Notes exec producer Gelman: “We’re normal people talking about our normal lives, and people experience what happens in America through us. We try to put a positive spin on things, but we can’t ignore what’s going on.”

But Ripa, an apolitical host, viewed the Ginsburg story, specifically, as in some ways transcending the cut-and-thrust of politics. “I have conservative viewers and liberal viewers,” she says. “I think I do a good job because my conservative viewers think I’m liberal and my liberal viewers think I’m conservative. I irritate both sides.” This time, though, she felt the viewership behind her: “I had quite the confidence the audience felt the same way I did. As a working woman, she was a trailblazer — she would never take a moment like I took to self-indulge in the loss. She fought so many battles in her life, and she did it in a way that’s so much more eloquent and gracious than I have been in my life. She never became bitter, and it’s hard not to become cynical and bitter.”

Ripa’s own battles have included, for example, her efforts to be taken seriously as a producer. “I read 36 books a year,” she says, and recently plucked the novel “Mexican Gothic” by Silvia Moreno-Garcia for a drama to be produced by Hulu and ABC Signature. “I begged Hulu, I begged ABC, saying, ‘Please, please, I try to be a good employee!’” She also sounded a notable call for “respect in the workplace” in 2016 after Strahan announced his departure to join “Good Morning America” and ABC hadn’t informed her. She walked off the show for a dayslong break; her address to viewers upon her return made headlines and, she says, catalyzed a response from her peers. “I heard from all of them,” she says. “I don’t think there was an on-air woman that I didn’t hear from: either a personal letter or an email or a text or DM. It’s so easy to think that it’s just you.
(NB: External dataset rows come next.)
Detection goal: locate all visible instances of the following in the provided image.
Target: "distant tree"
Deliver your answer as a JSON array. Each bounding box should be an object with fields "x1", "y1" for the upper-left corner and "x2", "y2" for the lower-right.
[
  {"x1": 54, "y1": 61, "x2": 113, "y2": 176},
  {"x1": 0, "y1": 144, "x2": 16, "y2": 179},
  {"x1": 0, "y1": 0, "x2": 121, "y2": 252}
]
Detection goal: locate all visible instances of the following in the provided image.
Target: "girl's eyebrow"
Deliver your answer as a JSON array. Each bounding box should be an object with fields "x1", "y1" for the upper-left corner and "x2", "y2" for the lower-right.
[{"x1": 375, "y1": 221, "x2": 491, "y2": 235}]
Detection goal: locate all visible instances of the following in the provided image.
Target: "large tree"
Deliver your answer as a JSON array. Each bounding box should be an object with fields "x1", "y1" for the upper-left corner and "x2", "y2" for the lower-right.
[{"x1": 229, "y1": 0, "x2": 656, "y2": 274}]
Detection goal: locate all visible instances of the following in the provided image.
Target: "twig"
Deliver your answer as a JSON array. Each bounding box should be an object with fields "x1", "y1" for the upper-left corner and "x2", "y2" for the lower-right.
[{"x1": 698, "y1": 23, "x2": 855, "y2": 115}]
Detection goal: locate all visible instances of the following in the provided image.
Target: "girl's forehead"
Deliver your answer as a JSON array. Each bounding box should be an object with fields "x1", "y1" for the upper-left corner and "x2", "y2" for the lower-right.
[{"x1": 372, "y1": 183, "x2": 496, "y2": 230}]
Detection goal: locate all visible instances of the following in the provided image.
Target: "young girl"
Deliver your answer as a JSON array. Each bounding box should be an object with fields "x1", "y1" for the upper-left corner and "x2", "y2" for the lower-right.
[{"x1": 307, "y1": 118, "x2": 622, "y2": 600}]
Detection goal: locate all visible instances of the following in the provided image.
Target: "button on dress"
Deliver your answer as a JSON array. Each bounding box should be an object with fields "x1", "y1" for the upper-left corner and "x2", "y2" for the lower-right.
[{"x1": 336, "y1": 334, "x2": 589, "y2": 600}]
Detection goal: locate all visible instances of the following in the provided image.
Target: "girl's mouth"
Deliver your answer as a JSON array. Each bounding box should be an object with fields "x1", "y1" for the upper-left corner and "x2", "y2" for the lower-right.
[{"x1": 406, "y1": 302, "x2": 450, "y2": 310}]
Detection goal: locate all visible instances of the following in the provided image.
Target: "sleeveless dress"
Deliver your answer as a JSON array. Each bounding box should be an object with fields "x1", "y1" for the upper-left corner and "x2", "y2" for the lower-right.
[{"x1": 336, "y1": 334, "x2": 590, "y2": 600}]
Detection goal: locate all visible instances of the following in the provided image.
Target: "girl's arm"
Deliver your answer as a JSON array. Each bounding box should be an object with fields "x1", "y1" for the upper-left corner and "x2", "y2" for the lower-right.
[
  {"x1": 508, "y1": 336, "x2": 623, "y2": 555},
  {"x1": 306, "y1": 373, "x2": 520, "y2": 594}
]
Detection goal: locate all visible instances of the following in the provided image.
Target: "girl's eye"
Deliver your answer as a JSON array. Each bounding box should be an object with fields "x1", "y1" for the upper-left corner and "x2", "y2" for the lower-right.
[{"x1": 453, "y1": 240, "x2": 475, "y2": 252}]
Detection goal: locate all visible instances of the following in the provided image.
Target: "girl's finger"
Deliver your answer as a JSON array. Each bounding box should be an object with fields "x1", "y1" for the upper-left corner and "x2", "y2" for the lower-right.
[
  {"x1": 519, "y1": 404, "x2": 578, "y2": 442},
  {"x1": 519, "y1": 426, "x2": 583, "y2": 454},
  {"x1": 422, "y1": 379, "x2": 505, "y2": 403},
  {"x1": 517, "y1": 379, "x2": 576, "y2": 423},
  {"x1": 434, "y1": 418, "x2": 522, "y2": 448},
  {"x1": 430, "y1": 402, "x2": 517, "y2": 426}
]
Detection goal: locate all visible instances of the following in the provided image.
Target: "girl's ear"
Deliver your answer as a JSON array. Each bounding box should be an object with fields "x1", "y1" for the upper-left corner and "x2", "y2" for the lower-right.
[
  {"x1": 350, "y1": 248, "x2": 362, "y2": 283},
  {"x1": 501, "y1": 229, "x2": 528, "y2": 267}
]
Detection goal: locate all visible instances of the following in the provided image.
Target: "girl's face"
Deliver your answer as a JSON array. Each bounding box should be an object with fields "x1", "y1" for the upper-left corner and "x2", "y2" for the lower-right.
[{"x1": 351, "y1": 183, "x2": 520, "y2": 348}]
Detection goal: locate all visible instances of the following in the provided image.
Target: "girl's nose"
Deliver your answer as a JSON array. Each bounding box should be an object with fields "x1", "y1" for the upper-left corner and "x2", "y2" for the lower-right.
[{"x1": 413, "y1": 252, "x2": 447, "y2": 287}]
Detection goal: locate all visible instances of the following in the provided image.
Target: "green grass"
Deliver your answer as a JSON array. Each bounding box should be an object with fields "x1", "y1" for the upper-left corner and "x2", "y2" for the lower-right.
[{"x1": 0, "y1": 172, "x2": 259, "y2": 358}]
But you’d be amazed how many people don’t feel seen or heard at all. I didn’t kick up a fuss; it wasn’t a big thing; I was just like, I’m not doing this. If I’m not worthy of a discussion, if I’m not worthy of you running this conversation by me — it was outrageous.”

Ripa resists cynicism as she attempts an uphill struggle: “It’s hard not to become cynical; I try not to. Sometimes it’s that scene from ‘The Godfather Part III’ — ‘just when I think I’m not cynical, they pull me back in.’” She laughs. “What am I going to complain about? They didn’t buy my series? I try to stay the course. What I lack in actual talent, I make up for in work ethic and in extreme capabilities in multitasking. I’m able to always be working while looking like I’m not doing much of anything.”

Through it all, she remains a part of New York’s TV culture — anchoring a show that began its life as a local broadcast and raising a family that’s sent two children to NYU. During the COVID-19 crisis, Ripa and Consuelos have donated $1.5 million to the nonprofit WIN NYC, led by former mayoral candidate Christine Quinn, to buy necessary supplies for schoolchildren forced into distance learning. “We were watching our kids with their Wi-Fi,” Ripa says, “and obviously we can’t help them — they aged out of us being able to help them in third grade — but they still found at-home schooling very challenging. How are kids in the homeless system surviving?”

“New York City has had a pull on me,” she says, since she first went to the city as a young girl to see the Rockettes. “It’s truly a love affair I’ve had since I was a child. I saw rejection after rejection after rejection. But I would rather be rejected here than accepted anywhere else.”